Oct 09, 2011 01:22
Allentown Fair
A fair scam, I knew, but for $15, I belted
my favorite Sugarland song and nailed it.
My Idol moment: There I stood - my lucky black lace
top and grey Macy's clearance jeans, ripped with giant
holes through which the entire city of Allentown
could see my cat print underwear - and it was amazing.
The crowd of 40 cheered, only you ran off to the far corner
and braided your tzitzit by the arcade games, anything
not to listen to me sing. For another $10, I bought
the souvenir CD. We drove home silenty, the car reeking
of fairground cigarettes and grilled cheese on our clothes,
a smell that nauseated you but made my mouth water.
I dropped you off and knew we would break up tomorrow.
I believe that a poem should on its own and not feel like a prompt poem, but for what it's worth, the prompt was to write about a memory associated with an article of clothing and/or a food. The draft above needs significant work, but it's not bad for a 20 minute prompt.
Wow...three years of virtually no contact and Tom is still my fastest source of poetic inspiration.

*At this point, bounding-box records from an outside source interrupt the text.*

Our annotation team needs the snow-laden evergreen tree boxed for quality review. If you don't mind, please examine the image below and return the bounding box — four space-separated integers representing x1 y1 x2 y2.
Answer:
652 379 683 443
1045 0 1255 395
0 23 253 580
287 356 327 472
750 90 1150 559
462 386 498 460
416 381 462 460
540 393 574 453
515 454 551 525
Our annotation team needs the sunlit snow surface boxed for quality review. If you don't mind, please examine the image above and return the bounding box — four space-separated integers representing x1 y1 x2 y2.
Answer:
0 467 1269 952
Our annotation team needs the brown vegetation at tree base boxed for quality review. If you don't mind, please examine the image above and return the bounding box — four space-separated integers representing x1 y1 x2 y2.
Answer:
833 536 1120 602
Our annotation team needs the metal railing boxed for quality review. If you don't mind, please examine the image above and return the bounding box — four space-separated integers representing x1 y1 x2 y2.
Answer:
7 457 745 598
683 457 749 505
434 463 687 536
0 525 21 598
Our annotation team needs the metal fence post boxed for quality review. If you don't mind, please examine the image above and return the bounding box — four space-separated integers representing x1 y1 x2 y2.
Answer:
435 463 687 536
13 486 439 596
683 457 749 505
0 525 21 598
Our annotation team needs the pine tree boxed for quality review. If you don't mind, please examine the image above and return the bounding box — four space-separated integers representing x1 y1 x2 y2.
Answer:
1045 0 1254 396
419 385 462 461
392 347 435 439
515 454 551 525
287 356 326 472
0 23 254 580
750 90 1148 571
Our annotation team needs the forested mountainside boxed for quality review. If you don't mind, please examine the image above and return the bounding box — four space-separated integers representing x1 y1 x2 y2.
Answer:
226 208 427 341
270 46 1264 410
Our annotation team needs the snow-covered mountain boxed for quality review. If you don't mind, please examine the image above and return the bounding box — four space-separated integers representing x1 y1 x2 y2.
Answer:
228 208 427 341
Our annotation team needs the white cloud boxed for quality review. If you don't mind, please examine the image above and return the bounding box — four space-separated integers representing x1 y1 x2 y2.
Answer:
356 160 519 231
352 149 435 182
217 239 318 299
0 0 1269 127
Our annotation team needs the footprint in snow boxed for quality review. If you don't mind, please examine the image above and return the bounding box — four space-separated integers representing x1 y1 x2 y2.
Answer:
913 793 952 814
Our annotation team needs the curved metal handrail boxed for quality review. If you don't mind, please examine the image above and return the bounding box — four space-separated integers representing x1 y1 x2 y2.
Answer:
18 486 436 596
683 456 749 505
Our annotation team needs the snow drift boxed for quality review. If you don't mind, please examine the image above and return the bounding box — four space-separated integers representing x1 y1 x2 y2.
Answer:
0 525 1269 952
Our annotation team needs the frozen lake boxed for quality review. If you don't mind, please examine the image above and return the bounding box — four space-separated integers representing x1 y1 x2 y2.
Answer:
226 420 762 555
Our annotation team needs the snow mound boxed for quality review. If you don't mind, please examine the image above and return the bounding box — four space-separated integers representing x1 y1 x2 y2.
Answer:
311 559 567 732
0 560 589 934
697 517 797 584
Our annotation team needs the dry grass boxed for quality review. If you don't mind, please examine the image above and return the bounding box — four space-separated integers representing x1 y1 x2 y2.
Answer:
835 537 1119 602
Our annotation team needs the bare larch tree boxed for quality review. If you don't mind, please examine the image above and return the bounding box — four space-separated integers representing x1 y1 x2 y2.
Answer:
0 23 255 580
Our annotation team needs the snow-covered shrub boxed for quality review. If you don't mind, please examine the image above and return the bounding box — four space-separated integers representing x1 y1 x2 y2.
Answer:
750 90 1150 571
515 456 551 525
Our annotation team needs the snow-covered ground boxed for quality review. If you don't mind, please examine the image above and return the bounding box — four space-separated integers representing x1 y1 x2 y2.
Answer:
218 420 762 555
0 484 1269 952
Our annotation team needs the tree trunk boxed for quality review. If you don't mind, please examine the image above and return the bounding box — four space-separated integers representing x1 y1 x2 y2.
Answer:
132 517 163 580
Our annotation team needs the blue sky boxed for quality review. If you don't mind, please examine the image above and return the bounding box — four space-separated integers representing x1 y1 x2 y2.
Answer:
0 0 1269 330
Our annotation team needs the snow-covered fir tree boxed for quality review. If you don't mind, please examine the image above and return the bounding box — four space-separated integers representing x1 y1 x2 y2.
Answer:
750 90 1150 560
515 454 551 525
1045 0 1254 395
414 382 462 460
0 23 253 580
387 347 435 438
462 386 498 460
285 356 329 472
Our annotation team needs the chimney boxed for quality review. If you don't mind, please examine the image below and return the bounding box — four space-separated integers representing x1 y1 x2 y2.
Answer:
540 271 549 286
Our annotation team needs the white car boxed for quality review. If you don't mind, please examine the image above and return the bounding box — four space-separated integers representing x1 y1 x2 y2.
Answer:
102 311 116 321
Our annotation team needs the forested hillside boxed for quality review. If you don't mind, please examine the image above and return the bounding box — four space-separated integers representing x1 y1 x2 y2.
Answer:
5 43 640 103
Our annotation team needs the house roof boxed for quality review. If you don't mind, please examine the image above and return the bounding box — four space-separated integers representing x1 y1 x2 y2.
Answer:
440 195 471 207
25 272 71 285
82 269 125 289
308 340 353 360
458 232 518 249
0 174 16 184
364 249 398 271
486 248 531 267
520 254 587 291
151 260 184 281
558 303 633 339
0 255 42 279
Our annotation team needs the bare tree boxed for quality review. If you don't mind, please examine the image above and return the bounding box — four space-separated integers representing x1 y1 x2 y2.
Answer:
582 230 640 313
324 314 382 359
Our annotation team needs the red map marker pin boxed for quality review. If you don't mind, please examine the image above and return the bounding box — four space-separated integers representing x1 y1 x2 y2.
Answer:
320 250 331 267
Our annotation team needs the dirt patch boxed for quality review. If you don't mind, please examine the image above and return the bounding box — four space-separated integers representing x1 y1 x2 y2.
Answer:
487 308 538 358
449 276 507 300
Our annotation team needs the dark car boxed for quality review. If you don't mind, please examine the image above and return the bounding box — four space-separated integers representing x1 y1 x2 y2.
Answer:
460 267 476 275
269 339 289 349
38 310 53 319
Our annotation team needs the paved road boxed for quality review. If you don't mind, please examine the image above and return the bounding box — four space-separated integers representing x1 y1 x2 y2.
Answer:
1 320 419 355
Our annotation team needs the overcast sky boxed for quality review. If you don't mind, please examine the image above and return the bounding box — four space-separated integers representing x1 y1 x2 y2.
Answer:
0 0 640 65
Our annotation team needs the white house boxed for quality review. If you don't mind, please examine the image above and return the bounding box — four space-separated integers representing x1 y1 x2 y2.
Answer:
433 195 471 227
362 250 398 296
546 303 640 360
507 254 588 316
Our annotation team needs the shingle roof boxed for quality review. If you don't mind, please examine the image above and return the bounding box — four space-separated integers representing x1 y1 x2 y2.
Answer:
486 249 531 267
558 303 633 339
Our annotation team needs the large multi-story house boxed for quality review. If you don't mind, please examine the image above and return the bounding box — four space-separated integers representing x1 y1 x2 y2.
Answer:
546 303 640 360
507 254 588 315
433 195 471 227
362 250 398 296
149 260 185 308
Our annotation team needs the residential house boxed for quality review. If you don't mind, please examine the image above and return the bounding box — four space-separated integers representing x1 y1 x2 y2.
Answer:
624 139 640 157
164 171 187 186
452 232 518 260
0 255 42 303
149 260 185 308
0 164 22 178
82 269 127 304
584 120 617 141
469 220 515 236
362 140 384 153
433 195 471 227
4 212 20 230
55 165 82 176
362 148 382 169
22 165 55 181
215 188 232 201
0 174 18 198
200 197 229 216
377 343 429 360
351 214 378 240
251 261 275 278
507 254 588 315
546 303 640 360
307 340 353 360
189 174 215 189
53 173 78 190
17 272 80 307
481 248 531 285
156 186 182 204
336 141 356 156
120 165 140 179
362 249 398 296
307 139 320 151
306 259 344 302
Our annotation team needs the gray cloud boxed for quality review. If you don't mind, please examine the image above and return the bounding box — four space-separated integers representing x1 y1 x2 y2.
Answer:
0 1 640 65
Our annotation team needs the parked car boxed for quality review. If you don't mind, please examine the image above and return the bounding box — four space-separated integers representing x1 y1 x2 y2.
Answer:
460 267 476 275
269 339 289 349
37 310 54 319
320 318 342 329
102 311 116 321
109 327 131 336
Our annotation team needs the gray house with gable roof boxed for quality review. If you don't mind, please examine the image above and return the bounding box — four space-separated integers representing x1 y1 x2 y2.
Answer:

I've been trying to write an Ari-inspired poem, but the problem is that Ari is too good for a poem. Ari and I have life goals and values that are consistent, we share worlds and communities, we're the same people in public and private, communicate effectively, and support everything each of us do. A poem about Ari wouldn't have the same wry dysfunction and would feel too sappy. Great relationship = dreadful poetry, sadly. Even the poem I was trying about his quirks, like his tendency to wear jeans to every function of every formality, just felt overworked.
Yom Kippur was great. The services were fantastic and I've never connected to the liturgy and the readings like this before. I also had a random opportunity to do a mitzvah for a stranger, a woman I may never see again, which added another level of meaning to the holiday. The new year is off to a spiritual start.
One thing that didn't add a whole lot of spirituality to my holiday was the fasting. I did it, and I'll do it every year that I'm physically capable of doing so because I'm commanded to, but I realized this year that fasting does not make me spiritual. Fasting makes me dehydrated and tired. In some ways, fasting makes me less spiritual because I spent a non-trivial amount of time fantasizing about food, and I spent the entire closing service, which is supposed to one of the spiritually intense parts of the service, thinking about very physical concerns like nausea and concentrating on not passing out. I've heard a lot of people lately tell me that they find fasting on Yom Kippur to enhance their spiritual experience. I wasn't going to challenge them, these were all people I'd just met at Rutgers Jewish Experience (funny how now that I'm a student, some organization is suddenly willing to give me $300 and a free trip to Israel for things I'd been doing when I wasn't a student) and everyone is different, but a part of me kinda thinks the spiritual experience of fasting is overrated. In my 15 years of fasting on Yom Kippur, I have never spoken to any other person during the fast who was having a spiritual experience as a result of the fast. Everyone I've known has a physical experience with the fast, and usually complained about it.
Granted, many people are uncomfortable sharing their personal spiritual experience in casual conversation. So maybe they covered up their spiritual experience by complaining about their physical discomfort. One thing that's amazing about Highland Park is that wherever you go, from the non-traditional hippie minyan where I was today to the Modern Orthodox cookie-cutter "young people's shul" to the uber-stringent Chassidic schteeble, no one is embarrassed to share a spiritual experience. I absolutely love this town.